Medicaid, unlike Medicare which is the federal program of health coverage for seniors, is also a federal health program intended to help low income and the poor with access to basic medical services. Millions across the country depend on Medicaid for everything from childbirth support to basic surgery and medical pharmaceuticals as well as emergency medical care. Upward in the range of 70 million plus in terms of caseload, Medicaid is distributed in all 50 states, usually in a combination with state help for the poor as well. One particular aspect of Medicaid includes medical transportation.
Medicaid vs Medicare
Medicaid and Medicare coverage are often confused because both programs receive federal support as well as state finances. However, Medicaid is often far more limited, both in the range of services it will cover as well as the amount of cost in those services as well. Interestingly, Medicaid has a much larger support for medical transportation than the same for Medicare. That includes trips for:
- Emergency medical transport for acute conditions and eligible patients
- Transporting patients who are unable to walk
- Help for patients who require a wheelchair to be mobile
- Stretcher and ambulance services for critical mobility
Generally, the approach of Medicaid services are the same from state to state. That said, there are geographical differences in the rates of transportation coverage, usually due to what Medicaid agencies are able to negotiate with different transport providers. As old contracts phase out and new ones are executed, pricing and rates of reimbursement can affect coverage cost, availability, and even the quality of services provided. On average, 61 percent of the cost of an ambulance trip is addressed by Medicaid versus what that same service can get from Medicare, so the supply availability to the program tends to be less as well.

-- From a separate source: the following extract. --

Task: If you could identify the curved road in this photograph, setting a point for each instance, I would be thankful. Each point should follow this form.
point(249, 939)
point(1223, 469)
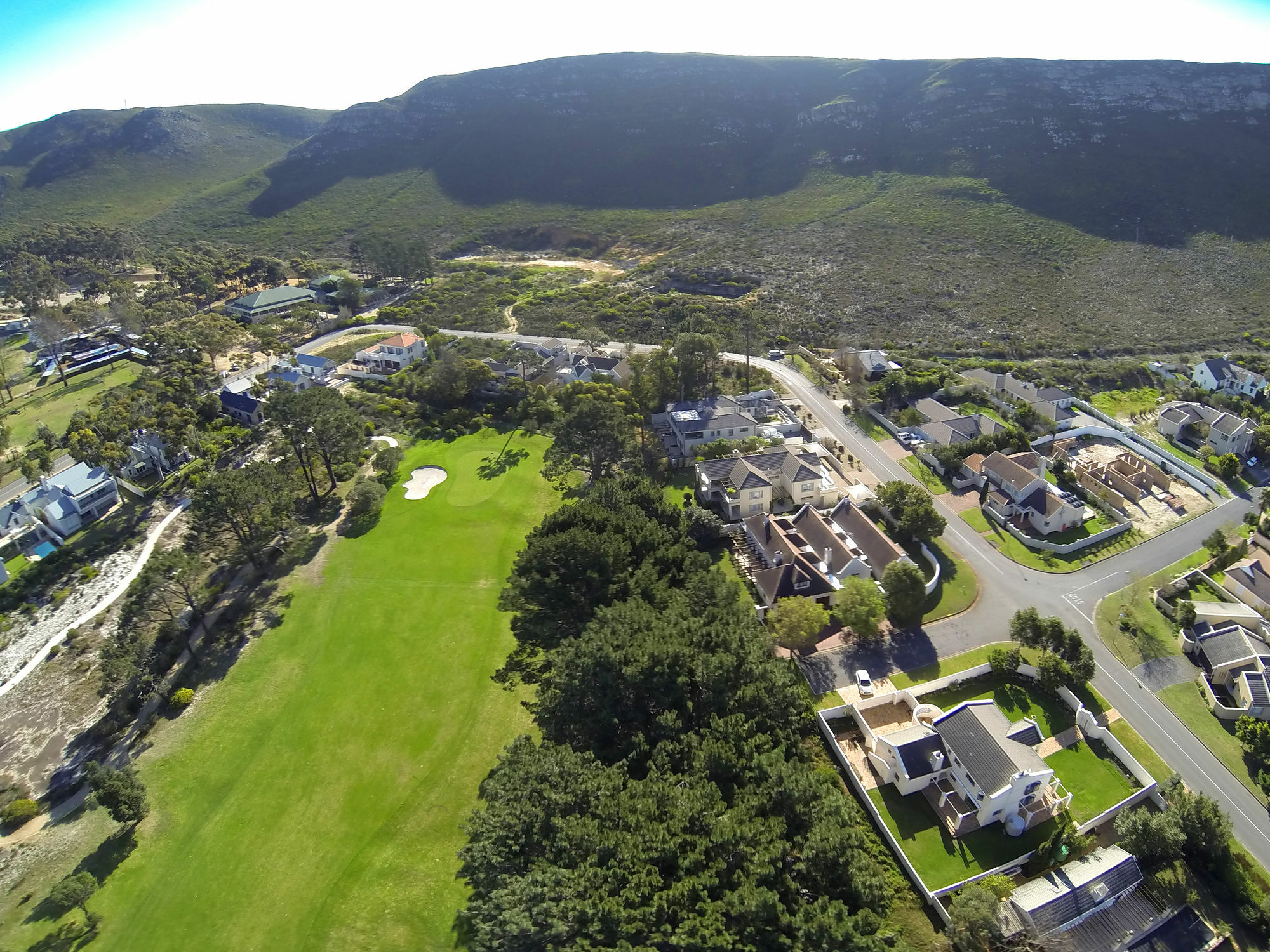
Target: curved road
point(1005, 587)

The full fee schedule for Medicaid transport can range from $25 to as much as $250, but Medicaid coverage takes the brunt of the expense. For the patient, the out-of-pocket cost varies. In some states, there can be a minor co-pay per trip, such as $1 to $2 each way. In other states, the number of allowed trips is capped at a set number per month for non-emergency medical transport or NEMT. Again, each state is allowed to apply their specific rules for enrolled patients and contractors providing services.
Making the Most of Your Plan
To stay efficient and make the Medicaid system work to the best value, many transport providers will book and schedule trips to maximize the pickups and drop-offs as much as possible. This increases the amount of actual income the company earns versus its cost outlay transporting patients.
Transport for non-critical support but where a patient doesn’t have means for travel can sometimes be covered, but it’s not a guarantee. Approval tends to be case by case in situations where a patient has a medical appointment but cannot drive, doesn’t have a driver’s license, public transit is extremely limited or non-existent, or the patient is suffering from a disability. Usually, patients have cleared such travel support ahead of time on a regular basis and frequency with their Medicaid agency contact.
The key factor in medical transport being provided is that the medical trip is a necessity. Because this term is left to the definition of each state, it can vary from one to another depending where one lives. Those enrolling in Medicaid will get directions and already-determined details on how and what transport situations will be addressed as well as frequency. Eligible patients must be able to confirm they have no other transportation and would be unable to reach medical care without help. Patients also already need to be enrolled in Medicaid. Startups and applicants pending would not be immediately eligible for help.